ARTICLE 16 - Tantièmes :
§ 1er. Les tantièmes, jetons de présence et autres rétributions similaires qu'un résident d'un Etat contractant reçoit en sa qualité de membre du conseil d'administration ou de surveillance d'une société par actions résidente de l'autre Etat contractant, sont imposables dans cet autre Etat. Il en est de même des rémunérations d'un associé commandité d'une société en commandite par actions résidente d'un Etat contractant ou d'un gérant majoritaire d'une société à responsabilité limitée résidente de la Tunisie.
§ 2. Toutefois, les rémunérations normales que les intéressés touchent en une autre qualité sont imposables, suivant le cas, dans les conditions prévues soit à l'article 14, soit à l'article 15, paragraphe 1er, de la présente Convention.

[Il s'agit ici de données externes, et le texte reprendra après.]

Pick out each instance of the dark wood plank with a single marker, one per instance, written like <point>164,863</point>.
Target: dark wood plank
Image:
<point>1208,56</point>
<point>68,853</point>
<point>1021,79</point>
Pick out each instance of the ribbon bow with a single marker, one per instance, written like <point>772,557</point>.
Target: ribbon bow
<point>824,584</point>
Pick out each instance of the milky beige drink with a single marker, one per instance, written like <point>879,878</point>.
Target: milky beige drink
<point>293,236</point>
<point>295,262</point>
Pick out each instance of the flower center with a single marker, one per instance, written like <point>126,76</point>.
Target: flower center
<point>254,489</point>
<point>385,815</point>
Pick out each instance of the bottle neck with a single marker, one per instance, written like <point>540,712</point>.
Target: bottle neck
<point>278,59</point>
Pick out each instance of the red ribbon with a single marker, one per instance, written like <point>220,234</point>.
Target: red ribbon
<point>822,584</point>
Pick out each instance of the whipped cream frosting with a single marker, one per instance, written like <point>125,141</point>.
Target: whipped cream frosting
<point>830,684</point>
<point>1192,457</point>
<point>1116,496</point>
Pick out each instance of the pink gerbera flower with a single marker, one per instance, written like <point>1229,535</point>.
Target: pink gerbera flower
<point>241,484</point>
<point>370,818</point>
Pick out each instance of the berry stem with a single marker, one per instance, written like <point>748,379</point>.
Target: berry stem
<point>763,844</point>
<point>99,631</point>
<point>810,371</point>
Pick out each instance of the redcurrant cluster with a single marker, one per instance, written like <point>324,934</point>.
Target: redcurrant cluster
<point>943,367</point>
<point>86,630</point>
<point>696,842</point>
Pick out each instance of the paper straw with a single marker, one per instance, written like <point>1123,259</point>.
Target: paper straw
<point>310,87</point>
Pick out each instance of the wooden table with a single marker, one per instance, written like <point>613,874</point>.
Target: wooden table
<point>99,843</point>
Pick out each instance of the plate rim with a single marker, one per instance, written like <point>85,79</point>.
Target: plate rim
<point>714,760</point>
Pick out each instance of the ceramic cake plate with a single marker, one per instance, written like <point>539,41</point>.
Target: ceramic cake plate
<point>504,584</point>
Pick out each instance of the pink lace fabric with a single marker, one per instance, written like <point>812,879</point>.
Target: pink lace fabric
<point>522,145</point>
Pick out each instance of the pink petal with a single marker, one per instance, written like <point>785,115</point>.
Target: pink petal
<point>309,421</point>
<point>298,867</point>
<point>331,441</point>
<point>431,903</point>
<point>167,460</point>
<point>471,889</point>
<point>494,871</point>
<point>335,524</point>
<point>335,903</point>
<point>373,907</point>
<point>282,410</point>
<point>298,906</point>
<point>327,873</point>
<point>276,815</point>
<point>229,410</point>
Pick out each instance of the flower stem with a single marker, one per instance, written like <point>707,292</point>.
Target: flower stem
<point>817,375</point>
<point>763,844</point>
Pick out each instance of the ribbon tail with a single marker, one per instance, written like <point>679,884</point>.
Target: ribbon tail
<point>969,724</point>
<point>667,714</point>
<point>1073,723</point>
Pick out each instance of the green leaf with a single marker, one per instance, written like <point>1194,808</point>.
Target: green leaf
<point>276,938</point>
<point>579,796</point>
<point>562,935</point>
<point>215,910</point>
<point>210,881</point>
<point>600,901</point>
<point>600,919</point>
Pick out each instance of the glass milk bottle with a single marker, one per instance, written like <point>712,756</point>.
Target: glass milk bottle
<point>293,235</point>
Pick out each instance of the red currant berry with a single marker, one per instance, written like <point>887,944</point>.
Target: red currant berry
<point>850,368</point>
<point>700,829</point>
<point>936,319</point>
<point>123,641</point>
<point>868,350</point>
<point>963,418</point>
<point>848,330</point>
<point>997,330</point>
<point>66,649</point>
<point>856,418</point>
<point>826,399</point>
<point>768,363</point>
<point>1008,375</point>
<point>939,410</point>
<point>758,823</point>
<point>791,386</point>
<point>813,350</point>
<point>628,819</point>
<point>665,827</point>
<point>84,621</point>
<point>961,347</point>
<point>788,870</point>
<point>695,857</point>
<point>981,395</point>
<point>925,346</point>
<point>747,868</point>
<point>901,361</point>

ARTICLE 17 - Artistes et sportifs :
Nonobstant les dispositions des articles 14 et 15, les revenus que les professionnels du spectacle tels les artistes de théâtre, de cinéma de la radio ou de la télévision et les musiciens, ainsi que les sportifs, retirent de leurs activités personnelles en cette qualité sont imposables dans l'Etat contractant où ces activités sont exercées.
ARTICLE 18 - Pensions privées :
Les pensions privées, ainsi que les pensions et allocations à caractère social et les rentes viagères versées à un résident d'un Etat contractant ne sont imposables que dans cet Etat.
[1] Ratifiée par la Loi n° 76/3 du 7/1/1976.
[2] L'ensemble de ces impôts a été supprimé et remplacé, selon le cas, par :
- L'impôt sur le revenu des personnes physiques (IRPP) y compris l'impôt sur la plus-value immobilière et les retenues à la source libératoires (l'IRPP regroupe dans une imposition globale l'ensemble des revenus à savoir : les revenus commerciaux, les revenus des professions non commerciales, les revenus fonciers, les revenus des capitaux mobiliers, les revenus agricoles, les traitements et salaires et tout autre revenu imposable réalisé par les personnes physiques).
- L'impôt sur les sociétés y compris les retenues à la source libératoires.
[3] L'ensemble de ces impôts a été supprimé et remplacé, selon le cas, par :
- L'impôt sur le revenu des personnes physiques (IRPP) y compris l'impôt sur la plus-value immobilière et les retenues à la source libératoires (l'IRPP regroupe dans une imposition globale l'ensemble des revenus à savoir : les revenus commerciaux, les revenus des professions non commerciales, les revenus fonciers, les revenus des capitaux mobiliers, les revenus agricoles, les traitements et salaires et tout autre revenu imposable réalisé par les personnes physiques).